Finished chapter 5 of Henderson and moved into chapter 6--now just over 16,000 words. It's almost too much fun; I've been neglecting Deserters for a week now. Well, maybe tomorrow...

Monday, June 30, 2003

After spending the day on the textbook, I finally got around to Henderson this evening and wrote a very nice little scene that led up to Mike's getting an idea for "three-dimensional" programming of his bots...in effect, making them perform like real viruses only better. It even feels like the end of a chapter.

So I'm very pleased about that. We're up beyond 15,000 words now. I'd be happier if I were turning out 2,000 words a day, but it's moving right along at about the rate of one typescript page a day for the last ten days. Can't complain. And no doubt more tomorrow.

Sunday, June 29, 2003

Made some good progress on Henderson tonight...a little bit of extra detail in chapter one, the removal of the last few paragraphs I wrote last night, and the addition of a whole new scene that works quite well--feeling awful, Mike gets a request from his buddy John Dwyer, down the hall, to come and rescue him. Way past 80 and dying of prostate cancer, John has fallen and needs some help getting up.

That's enough for Mike to break down and take one of the painkillers he got in chapter one, and it's going to help him not only to rescue John, but to get a couple of critical insights into the nanobot problem. That's a much more satisfactory way to get him to deal with his pain; Mike is too damn macho to do himself a favour otherwise.

More tomorrow. We're getting close to 15,000 words, which would be about 20% of the full novel.

As if I didn't have enough writing projects in hand, I'm also thinking about radio drama...almost 30 years after writing my last one!

In this case, it's thanks to the CBC Freelancers' Forum (see link to the right) set up by a former student of mine.

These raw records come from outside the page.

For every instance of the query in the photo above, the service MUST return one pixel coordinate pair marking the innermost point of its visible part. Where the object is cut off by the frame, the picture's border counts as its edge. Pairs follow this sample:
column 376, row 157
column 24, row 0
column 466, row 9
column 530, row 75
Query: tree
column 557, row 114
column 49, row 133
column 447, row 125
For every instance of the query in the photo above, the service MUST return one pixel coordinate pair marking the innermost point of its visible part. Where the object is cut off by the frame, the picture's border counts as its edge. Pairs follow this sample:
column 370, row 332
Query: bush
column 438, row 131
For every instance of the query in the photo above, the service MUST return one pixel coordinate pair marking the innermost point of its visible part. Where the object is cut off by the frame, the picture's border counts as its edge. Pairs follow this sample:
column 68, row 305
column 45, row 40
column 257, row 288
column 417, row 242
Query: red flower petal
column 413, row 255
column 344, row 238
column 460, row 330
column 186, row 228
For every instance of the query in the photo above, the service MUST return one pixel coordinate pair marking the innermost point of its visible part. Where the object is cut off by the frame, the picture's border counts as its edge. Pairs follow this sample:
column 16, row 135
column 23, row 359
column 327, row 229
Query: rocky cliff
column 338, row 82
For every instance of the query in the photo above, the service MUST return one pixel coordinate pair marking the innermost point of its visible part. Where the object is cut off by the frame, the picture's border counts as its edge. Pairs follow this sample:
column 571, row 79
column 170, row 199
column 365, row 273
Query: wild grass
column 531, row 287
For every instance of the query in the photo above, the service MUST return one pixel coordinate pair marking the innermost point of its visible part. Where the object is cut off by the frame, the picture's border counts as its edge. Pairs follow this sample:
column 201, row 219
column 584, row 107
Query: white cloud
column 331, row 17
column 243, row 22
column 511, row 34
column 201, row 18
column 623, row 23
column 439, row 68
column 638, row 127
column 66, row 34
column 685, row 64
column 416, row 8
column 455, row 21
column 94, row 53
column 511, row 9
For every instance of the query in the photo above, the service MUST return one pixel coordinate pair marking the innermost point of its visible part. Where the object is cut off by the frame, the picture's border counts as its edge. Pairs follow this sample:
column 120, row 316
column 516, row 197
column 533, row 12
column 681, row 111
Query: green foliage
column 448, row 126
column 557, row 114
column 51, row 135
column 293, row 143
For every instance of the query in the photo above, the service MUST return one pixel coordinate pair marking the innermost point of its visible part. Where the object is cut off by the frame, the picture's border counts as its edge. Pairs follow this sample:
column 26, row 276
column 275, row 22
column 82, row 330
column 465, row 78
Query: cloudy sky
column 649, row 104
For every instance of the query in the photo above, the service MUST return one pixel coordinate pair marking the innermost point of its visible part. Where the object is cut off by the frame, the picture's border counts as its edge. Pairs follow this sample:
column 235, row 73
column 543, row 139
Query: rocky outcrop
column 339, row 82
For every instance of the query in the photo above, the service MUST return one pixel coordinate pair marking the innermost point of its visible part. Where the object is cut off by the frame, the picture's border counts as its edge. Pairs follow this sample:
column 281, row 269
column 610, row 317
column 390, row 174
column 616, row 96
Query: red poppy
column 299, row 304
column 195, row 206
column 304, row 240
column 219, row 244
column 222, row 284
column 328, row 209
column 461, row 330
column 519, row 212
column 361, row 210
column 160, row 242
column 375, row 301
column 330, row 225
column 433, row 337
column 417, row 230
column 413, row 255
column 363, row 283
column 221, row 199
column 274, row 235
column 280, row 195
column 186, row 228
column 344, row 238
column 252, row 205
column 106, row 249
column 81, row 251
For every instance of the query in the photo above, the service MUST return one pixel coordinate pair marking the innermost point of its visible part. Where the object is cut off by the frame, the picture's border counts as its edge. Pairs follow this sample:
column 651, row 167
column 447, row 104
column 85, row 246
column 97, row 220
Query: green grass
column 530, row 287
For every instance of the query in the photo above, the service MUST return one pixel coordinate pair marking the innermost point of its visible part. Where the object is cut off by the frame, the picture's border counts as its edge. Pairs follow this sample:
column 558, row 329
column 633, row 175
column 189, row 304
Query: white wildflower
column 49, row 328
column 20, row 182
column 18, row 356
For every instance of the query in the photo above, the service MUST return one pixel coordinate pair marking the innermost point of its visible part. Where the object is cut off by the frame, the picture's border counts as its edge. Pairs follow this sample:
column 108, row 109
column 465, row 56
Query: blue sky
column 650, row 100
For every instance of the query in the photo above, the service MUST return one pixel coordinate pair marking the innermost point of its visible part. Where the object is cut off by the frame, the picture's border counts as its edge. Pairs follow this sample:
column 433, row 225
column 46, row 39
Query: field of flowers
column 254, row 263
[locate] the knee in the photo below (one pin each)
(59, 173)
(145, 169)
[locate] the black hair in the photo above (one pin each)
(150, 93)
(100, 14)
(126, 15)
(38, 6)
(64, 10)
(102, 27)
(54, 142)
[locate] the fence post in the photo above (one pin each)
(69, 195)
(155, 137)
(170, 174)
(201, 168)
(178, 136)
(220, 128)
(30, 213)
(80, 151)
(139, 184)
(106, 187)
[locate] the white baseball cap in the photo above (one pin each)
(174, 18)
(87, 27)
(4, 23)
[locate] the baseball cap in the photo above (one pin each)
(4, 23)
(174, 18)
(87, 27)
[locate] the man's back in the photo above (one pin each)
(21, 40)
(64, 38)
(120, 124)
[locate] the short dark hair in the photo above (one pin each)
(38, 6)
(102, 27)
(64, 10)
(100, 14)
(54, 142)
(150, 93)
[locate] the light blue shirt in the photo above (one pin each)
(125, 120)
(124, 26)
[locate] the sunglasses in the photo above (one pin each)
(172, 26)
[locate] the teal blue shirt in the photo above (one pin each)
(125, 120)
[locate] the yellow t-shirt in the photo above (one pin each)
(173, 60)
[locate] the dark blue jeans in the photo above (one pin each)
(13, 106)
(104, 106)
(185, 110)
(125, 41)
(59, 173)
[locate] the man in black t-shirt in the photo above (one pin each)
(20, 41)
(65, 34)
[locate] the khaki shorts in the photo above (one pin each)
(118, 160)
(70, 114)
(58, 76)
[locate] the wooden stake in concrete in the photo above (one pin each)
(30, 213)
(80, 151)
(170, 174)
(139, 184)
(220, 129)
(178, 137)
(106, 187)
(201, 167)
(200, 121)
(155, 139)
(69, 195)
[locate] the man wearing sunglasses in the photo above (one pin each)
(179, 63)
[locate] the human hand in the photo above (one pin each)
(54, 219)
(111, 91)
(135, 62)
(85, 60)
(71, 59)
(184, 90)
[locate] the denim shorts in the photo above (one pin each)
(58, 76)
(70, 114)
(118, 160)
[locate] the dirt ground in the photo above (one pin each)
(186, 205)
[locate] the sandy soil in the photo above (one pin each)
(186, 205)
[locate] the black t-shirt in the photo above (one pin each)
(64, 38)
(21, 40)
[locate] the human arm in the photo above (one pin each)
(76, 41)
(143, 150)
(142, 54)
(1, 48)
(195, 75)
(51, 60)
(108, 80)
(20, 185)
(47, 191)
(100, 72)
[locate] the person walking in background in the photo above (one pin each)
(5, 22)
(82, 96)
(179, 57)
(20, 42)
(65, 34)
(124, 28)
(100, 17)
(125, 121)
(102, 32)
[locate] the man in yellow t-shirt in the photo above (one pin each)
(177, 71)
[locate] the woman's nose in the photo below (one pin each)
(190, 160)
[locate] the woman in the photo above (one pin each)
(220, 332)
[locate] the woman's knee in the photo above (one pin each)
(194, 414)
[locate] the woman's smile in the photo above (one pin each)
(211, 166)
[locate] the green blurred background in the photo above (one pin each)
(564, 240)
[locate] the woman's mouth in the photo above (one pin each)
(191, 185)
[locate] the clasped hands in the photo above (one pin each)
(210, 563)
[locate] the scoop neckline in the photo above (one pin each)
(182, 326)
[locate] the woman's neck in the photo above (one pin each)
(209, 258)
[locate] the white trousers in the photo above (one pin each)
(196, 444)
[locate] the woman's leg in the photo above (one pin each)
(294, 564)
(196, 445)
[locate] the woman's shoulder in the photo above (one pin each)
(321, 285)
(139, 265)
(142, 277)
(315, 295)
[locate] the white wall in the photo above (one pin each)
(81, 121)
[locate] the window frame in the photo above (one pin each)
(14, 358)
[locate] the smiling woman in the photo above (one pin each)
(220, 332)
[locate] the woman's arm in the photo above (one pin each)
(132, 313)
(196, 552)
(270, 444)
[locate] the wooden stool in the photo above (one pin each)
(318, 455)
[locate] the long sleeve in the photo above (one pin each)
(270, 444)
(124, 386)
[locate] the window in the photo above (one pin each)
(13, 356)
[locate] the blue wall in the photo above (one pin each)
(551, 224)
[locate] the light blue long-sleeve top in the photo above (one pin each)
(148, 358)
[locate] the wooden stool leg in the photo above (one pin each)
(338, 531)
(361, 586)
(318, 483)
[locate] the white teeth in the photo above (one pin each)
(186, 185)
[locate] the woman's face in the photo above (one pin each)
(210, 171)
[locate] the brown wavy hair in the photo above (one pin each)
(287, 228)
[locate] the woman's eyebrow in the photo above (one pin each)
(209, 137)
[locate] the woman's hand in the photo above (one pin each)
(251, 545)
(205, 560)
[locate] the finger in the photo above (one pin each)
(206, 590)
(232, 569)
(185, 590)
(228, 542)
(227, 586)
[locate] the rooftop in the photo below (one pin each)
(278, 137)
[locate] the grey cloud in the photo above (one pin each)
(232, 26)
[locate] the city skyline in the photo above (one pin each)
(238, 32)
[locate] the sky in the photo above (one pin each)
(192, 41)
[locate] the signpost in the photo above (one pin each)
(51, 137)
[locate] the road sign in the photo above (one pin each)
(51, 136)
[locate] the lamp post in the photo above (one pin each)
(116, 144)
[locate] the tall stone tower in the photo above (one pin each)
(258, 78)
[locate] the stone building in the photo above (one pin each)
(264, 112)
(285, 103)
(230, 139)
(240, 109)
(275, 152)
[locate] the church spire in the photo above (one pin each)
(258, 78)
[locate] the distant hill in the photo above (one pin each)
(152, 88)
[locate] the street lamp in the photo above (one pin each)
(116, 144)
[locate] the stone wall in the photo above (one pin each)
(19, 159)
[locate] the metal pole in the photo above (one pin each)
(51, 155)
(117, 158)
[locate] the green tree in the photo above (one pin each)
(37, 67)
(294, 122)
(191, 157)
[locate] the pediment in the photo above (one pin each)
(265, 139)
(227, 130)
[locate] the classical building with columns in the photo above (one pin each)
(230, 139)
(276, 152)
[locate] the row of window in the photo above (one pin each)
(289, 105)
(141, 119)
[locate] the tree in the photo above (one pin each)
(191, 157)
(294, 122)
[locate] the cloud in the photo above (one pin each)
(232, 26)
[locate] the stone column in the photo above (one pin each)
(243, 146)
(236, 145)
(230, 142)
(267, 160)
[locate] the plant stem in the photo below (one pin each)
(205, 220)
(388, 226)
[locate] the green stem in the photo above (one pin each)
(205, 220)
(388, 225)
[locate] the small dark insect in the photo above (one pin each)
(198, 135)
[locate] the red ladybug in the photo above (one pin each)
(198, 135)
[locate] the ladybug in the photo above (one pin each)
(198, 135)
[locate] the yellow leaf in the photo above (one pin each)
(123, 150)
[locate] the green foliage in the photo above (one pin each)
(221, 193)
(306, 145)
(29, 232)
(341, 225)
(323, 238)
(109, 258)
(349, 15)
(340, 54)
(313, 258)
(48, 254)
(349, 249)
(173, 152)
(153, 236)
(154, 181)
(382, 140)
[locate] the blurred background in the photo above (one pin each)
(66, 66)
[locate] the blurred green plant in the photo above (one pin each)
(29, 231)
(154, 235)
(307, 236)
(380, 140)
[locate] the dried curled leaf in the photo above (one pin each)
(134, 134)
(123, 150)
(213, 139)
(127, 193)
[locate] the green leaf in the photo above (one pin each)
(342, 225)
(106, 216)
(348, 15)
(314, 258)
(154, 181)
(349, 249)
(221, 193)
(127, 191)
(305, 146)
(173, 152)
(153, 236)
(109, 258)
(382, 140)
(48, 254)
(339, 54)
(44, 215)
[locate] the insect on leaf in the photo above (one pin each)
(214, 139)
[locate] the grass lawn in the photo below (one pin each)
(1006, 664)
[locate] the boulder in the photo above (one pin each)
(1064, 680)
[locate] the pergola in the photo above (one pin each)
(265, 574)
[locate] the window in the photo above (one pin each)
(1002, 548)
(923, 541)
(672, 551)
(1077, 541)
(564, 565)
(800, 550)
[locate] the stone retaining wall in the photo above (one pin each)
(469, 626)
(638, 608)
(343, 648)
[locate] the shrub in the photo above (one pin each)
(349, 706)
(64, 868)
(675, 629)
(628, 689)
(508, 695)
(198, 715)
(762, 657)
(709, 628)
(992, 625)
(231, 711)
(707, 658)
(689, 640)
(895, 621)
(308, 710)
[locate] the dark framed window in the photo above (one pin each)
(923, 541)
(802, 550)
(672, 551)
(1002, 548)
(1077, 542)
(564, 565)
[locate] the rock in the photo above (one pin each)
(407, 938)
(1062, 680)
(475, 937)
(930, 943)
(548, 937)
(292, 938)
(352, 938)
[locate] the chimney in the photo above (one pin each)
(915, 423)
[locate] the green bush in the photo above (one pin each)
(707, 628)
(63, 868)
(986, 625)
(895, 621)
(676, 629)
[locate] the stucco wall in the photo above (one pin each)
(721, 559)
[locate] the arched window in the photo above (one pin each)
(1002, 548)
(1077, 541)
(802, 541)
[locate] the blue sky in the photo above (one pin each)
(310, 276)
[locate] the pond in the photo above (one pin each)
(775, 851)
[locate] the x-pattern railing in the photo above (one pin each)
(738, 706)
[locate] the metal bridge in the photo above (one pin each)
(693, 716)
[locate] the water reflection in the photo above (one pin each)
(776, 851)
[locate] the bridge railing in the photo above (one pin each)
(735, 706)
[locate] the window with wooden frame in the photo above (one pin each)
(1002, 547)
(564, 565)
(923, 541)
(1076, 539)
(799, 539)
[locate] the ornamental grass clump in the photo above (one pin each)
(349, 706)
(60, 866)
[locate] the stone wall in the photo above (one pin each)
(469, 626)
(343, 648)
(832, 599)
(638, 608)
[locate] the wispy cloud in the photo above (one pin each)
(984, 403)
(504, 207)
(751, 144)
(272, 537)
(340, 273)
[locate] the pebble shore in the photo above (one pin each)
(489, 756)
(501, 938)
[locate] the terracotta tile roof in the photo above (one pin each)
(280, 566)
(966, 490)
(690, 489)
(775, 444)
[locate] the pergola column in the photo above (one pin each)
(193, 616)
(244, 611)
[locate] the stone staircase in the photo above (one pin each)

It's been very informative about CBC radio markets open to freelancers. So I've made some rough notes about a series for The Mystery Project, which runs 30-minute radio dramas in series featuring the same main characters.

My series would be about a black barber in gold-rush British Columbia. I first met Wellington Moses while doing research for my book about the black pioneers of BC, and learned about his key role in identifying a murderer in the mining town of Barkerville. He was quite a likable guy. With that as a springboard, I'd propose a series in which Wellington solves a crime while cutting hair and selling his anti-baldness tonic. Could be a lot of fun.